GNOME Bugzilla – Bug 698829
help(gi.repository.Gtk) makes Python segfault
Last modified: 2013-04-25 12:54:41 UTC
Hi, as originally reported in [1], doing the following set of steps makes Python segfault: 1. python 2. >>> from gi.repository import Gtk 3. >>> help(Gtk) 4. press q I was able to reproduce this both on Python 2.7.3 and Python 2.7.4, which makes me think that the bug is in constructing corrupted help string in pygobject. The commit that introduces the bug seems to be [2]. Specifically, I'd say that the problematic function is "_g_arg_get_pytype_hint" from "pygi_info.c", which is now called when constructing help. The segfault doesn't seem to occur when I comment out "arg.get_pytype_hint()" call. I didn't manage to track the bug down completely, however. Reproduced with: Python 2.7.3 and Python 2.7.4 pygobject 3.8.1 Any chance someone make take a look at this? Thanks! [1] https://bugzilla.redhat.com/show_bug.cgi?id=955651 [2] https://git.gnome.org/browse/pygobject/commit/gi/types.py?id=13629f5a9c9a7022f3521a3616d9ce8fa4a6161b
Created attachment 242408 [details] [review] Test results of g_base_info_get_name for NULL Block against potential NULL result when generating type hint with _g_arg_get_pytype_hint.

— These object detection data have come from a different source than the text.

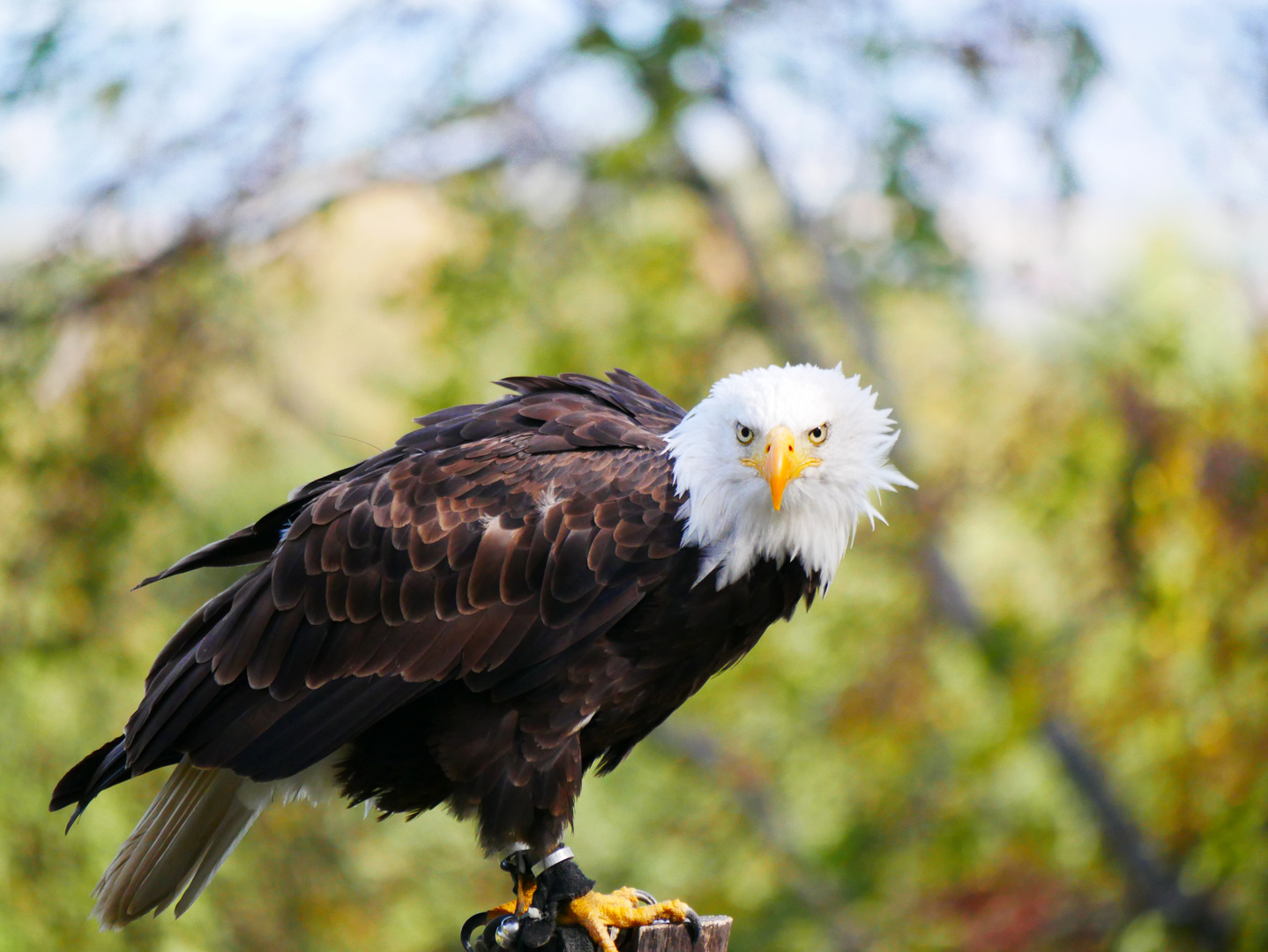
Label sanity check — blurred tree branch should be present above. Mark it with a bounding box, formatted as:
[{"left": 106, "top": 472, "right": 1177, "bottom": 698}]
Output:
[{"left": 683, "top": 78, "right": 1236, "bottom": 949}]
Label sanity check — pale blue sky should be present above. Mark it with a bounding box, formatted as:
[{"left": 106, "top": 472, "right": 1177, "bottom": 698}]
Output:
[{"left": 0, "top": 0, "right": 1268, "bottom": 321}]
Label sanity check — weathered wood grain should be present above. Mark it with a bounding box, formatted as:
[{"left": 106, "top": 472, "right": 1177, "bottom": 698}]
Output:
[{"left": 622, "top": 915, "right": 730, "bottom": 952}]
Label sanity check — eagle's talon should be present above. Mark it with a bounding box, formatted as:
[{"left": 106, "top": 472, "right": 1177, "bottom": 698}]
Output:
[
  {"left": 556, "top": 886, "right": 700, "bottom": 952},
  {"left": 682, "top": 906, "right": 705, "bottom": 948}
]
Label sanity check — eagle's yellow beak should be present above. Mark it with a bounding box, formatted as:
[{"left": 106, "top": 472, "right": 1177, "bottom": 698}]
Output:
[{"left": 744, "top": 426, "right": 823, "bottom": 512}]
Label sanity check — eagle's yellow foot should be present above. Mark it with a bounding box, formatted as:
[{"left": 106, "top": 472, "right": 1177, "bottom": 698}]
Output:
[
  {"left": 556, "top": 886, "right": 700, "bottom": 952},
  {"left": 486, "top": 876, "right": 538, "bottom": 919},
  {"left": 460, "top": 863, "right": 538, "bottom": 952}
]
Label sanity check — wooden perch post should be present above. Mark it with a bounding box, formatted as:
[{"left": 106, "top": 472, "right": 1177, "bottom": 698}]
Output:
[{"left": 617, "top": 915, "right": 730, "bottom": 952}]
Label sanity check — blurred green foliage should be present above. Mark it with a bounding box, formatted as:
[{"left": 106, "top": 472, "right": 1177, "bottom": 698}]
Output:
[{"left": 0, "top": 175, "right": 1268, "bottom": 952}]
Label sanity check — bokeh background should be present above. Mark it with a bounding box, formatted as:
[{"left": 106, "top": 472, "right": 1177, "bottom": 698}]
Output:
[{"left": 0, "top": 0, "right": 1268, "bottom": 952}]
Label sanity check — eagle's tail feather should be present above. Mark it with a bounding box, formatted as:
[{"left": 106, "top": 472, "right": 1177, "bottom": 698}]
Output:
[{"left": 93, "top": 758, "right": 272, "bottom": 929}]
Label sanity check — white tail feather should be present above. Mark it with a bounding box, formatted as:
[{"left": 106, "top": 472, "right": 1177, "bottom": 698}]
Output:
[{"left": 93, "top": 755, "right": 339, "bottom": 931}]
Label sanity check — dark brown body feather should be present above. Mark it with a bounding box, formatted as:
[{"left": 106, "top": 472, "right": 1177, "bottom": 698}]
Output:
[{"left": 52, "top": 371, "right": 817, "bottom": 850}]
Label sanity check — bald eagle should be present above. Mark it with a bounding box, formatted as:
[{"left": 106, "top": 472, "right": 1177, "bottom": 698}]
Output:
[{"left": 51, "top": 365, "right": 914, "bottom": 948}]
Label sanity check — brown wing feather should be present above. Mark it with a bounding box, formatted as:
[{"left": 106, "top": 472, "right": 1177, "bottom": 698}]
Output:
[{"left": 100, "top": 371, "right": 682, "bottom": 799}]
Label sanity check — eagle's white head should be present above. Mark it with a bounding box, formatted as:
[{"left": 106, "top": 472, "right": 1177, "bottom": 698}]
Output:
[{"left": 666, "top": 364, "right": 915, "bottom": 588}]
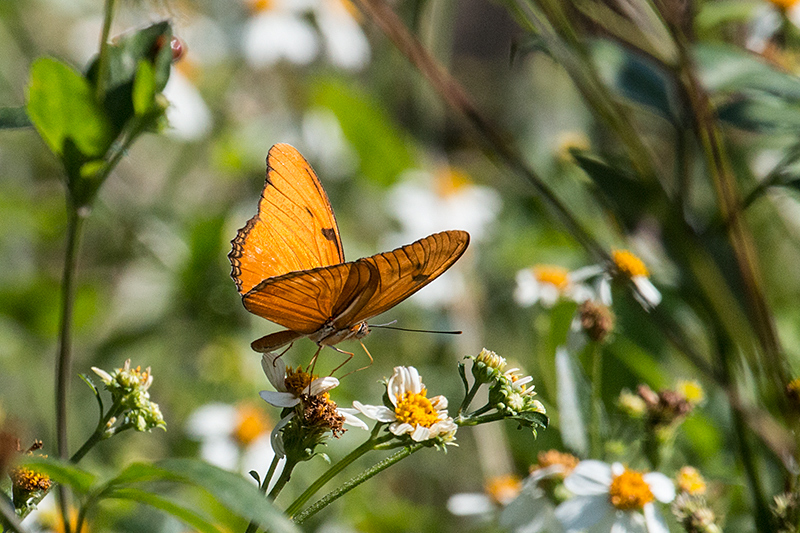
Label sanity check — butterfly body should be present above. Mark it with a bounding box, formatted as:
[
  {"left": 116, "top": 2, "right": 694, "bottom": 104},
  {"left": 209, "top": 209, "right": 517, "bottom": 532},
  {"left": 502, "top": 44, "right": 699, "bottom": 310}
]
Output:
[{"left": 228, "top": 144, "right": 469, "bottom": 352}]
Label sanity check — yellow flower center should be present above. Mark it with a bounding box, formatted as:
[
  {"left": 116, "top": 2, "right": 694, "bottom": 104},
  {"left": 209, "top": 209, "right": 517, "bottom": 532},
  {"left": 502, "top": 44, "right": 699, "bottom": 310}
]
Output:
[
  {"left": 533, "top": 265, "right": 569, "bottom": 290},
  {"left": 436, "top": 167, "right": 471, "bottom": 198},
  {"left": 247, "top": 0, "right": 275, "bottom": 13},
  {"left": 394, "top": 389, "right": 439, "bottom": 428},
  {"left": 233, "top": 404, "right": 270, "bottom": 446},
  {"left": 485, "top": 474, "right": 522, "bottom": 505},
  {"left": 611, "top": 250, "right": 650, "bottom": 278},
  {"left": 675, "top": 466, "right": 706, "bottom": 495},
  {"left": 675, "top": 380, "right": 706, "bottom": 405},
  {"left": 9, "top": 467, "right": 52, "bottom": 492},
  {"left": 608, "top": 468, "right": 655, "bottom": 511}
]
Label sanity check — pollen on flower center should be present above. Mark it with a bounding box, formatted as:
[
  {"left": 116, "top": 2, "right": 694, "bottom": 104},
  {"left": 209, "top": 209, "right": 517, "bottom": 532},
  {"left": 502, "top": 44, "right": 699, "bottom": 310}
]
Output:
[
  {"left": 533, "top": 265, "right": 569, "bottom": 290},
  {"left": 611, "top": 250, "right": 650, "bottom": 278},
  {"left": 394, "top": 389, "right": 439, "bottom": 428},
  {"left": 608, "top": 469, "right": 655, "bottom": 511}
]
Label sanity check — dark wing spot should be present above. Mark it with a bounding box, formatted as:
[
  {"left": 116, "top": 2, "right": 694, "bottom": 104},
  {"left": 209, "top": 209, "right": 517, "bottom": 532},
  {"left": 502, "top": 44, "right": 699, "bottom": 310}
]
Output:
[{"left": 322, "top": 228, "right": 336, "bottom": 241}]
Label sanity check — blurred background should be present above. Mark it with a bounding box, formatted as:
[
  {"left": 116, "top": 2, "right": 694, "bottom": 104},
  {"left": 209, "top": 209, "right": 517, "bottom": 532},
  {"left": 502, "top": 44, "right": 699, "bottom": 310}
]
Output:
[{"left": 0, "top": 0, "right": 800, "bottom": 532}]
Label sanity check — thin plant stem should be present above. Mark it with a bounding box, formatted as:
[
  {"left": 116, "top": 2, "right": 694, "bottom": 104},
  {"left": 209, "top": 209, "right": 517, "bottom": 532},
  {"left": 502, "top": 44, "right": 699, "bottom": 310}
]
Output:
[
  {"left": 245, "top": 454, "right": 280, "bottom": 533},
  {"left": 292, "top": 443, "right": 424, "bottom": 524},
  {"left": 458, "top": 381, "right": 481, "bottom": 416},
  {"left": 286, "top": 432, "right": 395, "bottom": 516},
  {"left": 56, "top": 201, "right": 89, "bottom": 533},
  {"left": 0, "top": 497, "right": 28, "bottom": 533},
  {"left": 95, "top": 0, "right": 115, "bottom": 101},
  {"left": 589, "top": 342, "right": 603, "bottom": 459}
]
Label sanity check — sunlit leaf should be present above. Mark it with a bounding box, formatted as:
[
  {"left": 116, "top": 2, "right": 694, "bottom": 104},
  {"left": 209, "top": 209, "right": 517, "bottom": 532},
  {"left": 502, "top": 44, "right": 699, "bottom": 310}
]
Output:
[
  {"left": 27, "top": 57, "right": 114, "bottom": 159},
  {"left": 0, "top": 107, "right": 33, "bottom": 129},
  {"left": 110, "top": 488, "right": 221, "bottom": 533}
]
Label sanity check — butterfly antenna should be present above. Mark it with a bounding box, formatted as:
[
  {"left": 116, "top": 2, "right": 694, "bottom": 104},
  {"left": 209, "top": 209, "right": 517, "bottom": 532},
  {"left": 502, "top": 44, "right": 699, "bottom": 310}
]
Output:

Hi, I am unable to reproduce this in both Python 2.7.3 and Python 3.3. However, a quick review of the code reveals a potential safety problem with this line: https://git.gnome.org/browse/pygobject/tree/gi/pygi-info.c?id=3.8.0#n423 The docs specify g_base_info_get_name has the potential to return NULL: https://developer.gnome.org/gi/stable/gi-GIBaseInfo.html#g-base-info-get-name I've attached a patch and committed to both pygobject-3-8 and head, please give that a try.
That fixes the issue for me. Thank you!